To ensure that the method was not simply selecting genes that are all highly correlated with each other across the entire database, we computed the distribution of SCGS Pearson correlation coefficients over the stem cell samples, malignant tissue samples and non-malignant tissue samples independently, then compared those distributions to 1,000 random sets of genes equal in size to the SCGS. Only the non-malignant tissue samples show a positive location shift (Figure 7).

Figure 7
figure 7

Inter-gene SCGS correlation across various sample types. The distribution of SCGS gene-gene correlations are shown in the top panel independently for the non-malignant, malignant and stem cell samples contained in the database. The distribution of gene-gene correlations for 1,000 random sets of genes equal in size to the SCGS is shown in the bottom panel.

Summarizing expression signals across a group of genes via PCA

In order to capture a continuous measure of SCGS activity, we applied PCA [48]. The basis vector associated with the largest eigenvalue of the gene-gene covariance matrix captures the dominant coordinated signal present within the gene set. By projecting each sample's observed expression intensity onto this basis, we compute a summary value describing the sample's affinity for a stem cell-like gene expression profile.
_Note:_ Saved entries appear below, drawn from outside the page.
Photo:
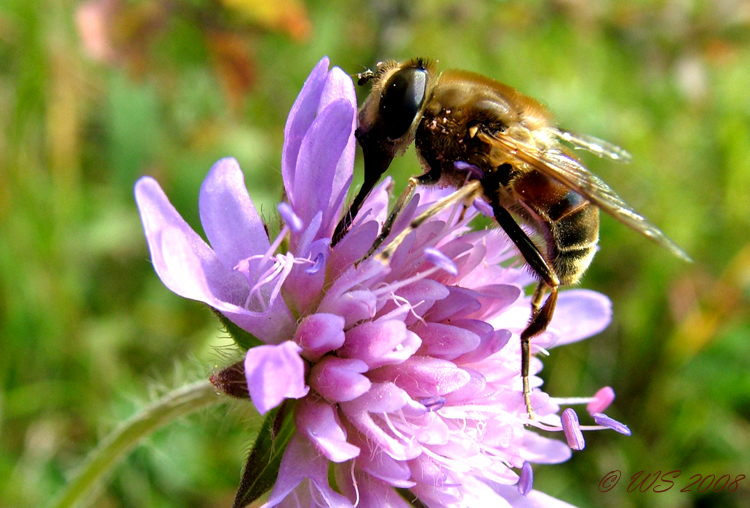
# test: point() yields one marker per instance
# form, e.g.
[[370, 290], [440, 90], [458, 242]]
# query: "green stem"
[[177, 403]]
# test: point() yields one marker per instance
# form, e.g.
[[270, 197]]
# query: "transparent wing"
[[573, 174], [595, 145]]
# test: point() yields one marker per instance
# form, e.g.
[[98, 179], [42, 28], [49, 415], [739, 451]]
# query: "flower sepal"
[[262, 466]]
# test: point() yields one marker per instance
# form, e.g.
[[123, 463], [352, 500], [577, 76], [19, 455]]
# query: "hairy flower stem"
[[175, 404]]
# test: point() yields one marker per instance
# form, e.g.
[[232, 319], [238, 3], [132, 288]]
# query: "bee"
[[492, 143]]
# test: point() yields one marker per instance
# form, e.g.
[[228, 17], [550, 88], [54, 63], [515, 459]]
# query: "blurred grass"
[[86, 327]]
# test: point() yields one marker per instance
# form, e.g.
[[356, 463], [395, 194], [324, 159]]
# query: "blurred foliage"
[[95, 94]]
Measuring tumor grade along the continuum of stem-like expression

We identified four independent data series containing expression profiles for graded tumors of various tissue types in GEO ([GEO: GSE4290], [GEO: GSE23593], [GEO: GSE17537], [GEO: GSE18842]) on Affymetrix HGU 133+ 2.0. Each series was pre-processed (MAS5.0 normalized, summarized) as previously described. Within each series, the SCGS summary values were computed, again, via PCA over this gene set, allowing us to associate a value with each sample indicating its relative stem-like expression activity.

SCGS clustering and GO enrichment

The SCGS was clustered using the gplots package for R. Genes were individually quantile normalized to improve readability of the resulting figures. GO biological process enrichment calculations were performed on the individual clusters using the GOstats BioConductor library [38, 49].

Data access

All microarray samples included in these analyses are publicly available via the GEO. Accession IDs for each sample are included in Additional file 1, and curated, machine-readable phenotype information for those samples is available at the Concordia database web site [42].